The idea is that nanoparticle cancer drugs could act like biological missiles that destroy tumors while minimizing damage to healthy organs. Because tumors have leaky blood vessels, researchers believe this would allow nanoparticles to accumulate in tumors. Conversely, because nanoparticles can circulate in the bloodstream longer than traditional cancer treatments, they could accumulate less in healthy organs and reduce toxicity.
Although these design strategies have been successful in mouse models, most nanoparticle cancer drugs have not been shown to be more effective than other cancer drugs. Furthermore, while some nanoparticle-based drugs can reduce toxicity to certain organs, they may increase toxicity in others. For example, while the nanoparticle-based Doxil decreases damage to the heart compared with other chemotherapy options, it can increase the risk of developing hand-foot syndrome.
Improving nanoparticle-based cancer drugs
To investigate ways to improve how nanoparticle-based cancer drugs are designed, my research team and I examined how well five approved nanoparticle-based cancer drugs accumulate in tumors and avoid healthy cells compared with the same cancer drugs without nanoparticles. Based on the findings of our lab study, we proposed that designing nanoparticles to be more specific to their intended target could improve their translation from animal models to people. This includes creating nanoparticles that address the shortcomings of a particular drug—such as common side effects—and home in on the types of cells they should be targeting in each particular cancer type.
Using these criteria, we designed a nanoparticle-based immunotherapy for metastatic breast cancer. We first identified that breast cancer has a type of immune cell that suppresses immune response, helping the cancer become resistant to treatments that stimulate the immune system to attack tumors. We hypothesized that while drugs could overcome this resistance, they are unable to sufficiently accumulate in these cells to succeed. So we designed nanoparticles made of a common protein called albumin that could deliver cancer drugs directly to where these immune-suppressing cells are located.

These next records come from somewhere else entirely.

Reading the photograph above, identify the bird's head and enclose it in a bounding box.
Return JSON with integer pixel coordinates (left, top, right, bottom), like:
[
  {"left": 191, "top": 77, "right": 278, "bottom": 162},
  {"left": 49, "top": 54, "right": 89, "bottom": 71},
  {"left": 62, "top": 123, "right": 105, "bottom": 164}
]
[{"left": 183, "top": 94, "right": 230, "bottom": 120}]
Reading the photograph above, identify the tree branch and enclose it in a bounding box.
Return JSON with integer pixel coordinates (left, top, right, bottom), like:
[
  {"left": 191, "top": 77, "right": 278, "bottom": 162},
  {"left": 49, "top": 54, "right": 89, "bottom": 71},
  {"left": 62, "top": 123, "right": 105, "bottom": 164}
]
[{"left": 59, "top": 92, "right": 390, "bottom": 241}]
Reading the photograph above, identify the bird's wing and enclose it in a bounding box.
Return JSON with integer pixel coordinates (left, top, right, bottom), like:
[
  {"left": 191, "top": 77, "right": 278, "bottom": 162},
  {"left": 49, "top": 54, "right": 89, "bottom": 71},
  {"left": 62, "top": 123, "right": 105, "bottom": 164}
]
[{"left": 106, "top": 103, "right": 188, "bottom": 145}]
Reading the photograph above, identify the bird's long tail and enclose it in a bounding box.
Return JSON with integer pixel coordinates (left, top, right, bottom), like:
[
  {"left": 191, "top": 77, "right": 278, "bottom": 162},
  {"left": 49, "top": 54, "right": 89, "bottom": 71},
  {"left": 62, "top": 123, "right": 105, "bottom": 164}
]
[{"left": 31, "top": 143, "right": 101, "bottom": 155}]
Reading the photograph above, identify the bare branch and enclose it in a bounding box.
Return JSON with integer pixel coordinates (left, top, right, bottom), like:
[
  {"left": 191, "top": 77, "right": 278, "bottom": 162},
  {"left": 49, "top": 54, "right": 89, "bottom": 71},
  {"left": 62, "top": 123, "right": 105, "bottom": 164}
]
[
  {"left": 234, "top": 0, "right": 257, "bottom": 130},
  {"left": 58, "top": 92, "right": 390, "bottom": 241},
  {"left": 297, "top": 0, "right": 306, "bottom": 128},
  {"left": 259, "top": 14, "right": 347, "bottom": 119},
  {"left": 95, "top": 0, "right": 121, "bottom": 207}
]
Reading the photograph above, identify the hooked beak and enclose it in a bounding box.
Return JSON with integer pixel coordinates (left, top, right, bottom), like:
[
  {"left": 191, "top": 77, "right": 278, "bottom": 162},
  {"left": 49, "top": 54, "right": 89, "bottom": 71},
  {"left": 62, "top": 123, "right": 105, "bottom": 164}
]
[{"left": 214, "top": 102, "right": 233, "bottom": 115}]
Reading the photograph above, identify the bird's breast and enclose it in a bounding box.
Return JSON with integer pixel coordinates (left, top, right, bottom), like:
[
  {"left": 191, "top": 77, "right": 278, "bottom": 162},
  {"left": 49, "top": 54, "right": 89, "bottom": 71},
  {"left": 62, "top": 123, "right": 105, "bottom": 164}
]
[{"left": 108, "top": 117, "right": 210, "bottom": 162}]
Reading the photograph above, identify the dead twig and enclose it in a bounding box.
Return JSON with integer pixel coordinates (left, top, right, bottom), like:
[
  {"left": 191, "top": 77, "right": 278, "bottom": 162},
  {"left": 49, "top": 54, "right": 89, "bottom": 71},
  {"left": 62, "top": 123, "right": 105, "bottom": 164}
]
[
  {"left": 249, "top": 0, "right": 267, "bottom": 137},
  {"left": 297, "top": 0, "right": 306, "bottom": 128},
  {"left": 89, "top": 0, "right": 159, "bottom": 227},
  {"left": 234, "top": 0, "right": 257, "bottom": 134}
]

When we tested our nanoparticle-based treatment on mice genetically modified to have breast cancer, we were able to eliminate the tumor and achieve complete remission. All of the mice were still alive 200 days after birth. We're hopeful it will eventually translate from animal models to cancer patients.
Nanomedicine's bright but realistic future
The success of some drugs that use nanoparticles, such as the COVID-19 mRNA vaccines, has prompted excitement among researchers and the public about their potential use in treating various other diseases, including talks about a future cancer vaccine. However, a vaccine for an infectious disease is not the same as a vaccine for cancer. Cancer vaccines may require different strategies to overcome treatment resistance. Injecting a nanoparticle-based vaccine into the bloodstream also has different design challenges than injecting into muscle.
While the field of nanomedicine has made good progress in getting drugs or diagnostics out of the lab and into the clinic, it still has a long road ahead. Learning from past successes and failures can help researchers develop breakthroughs that allow nanomedicine to live up to its promise.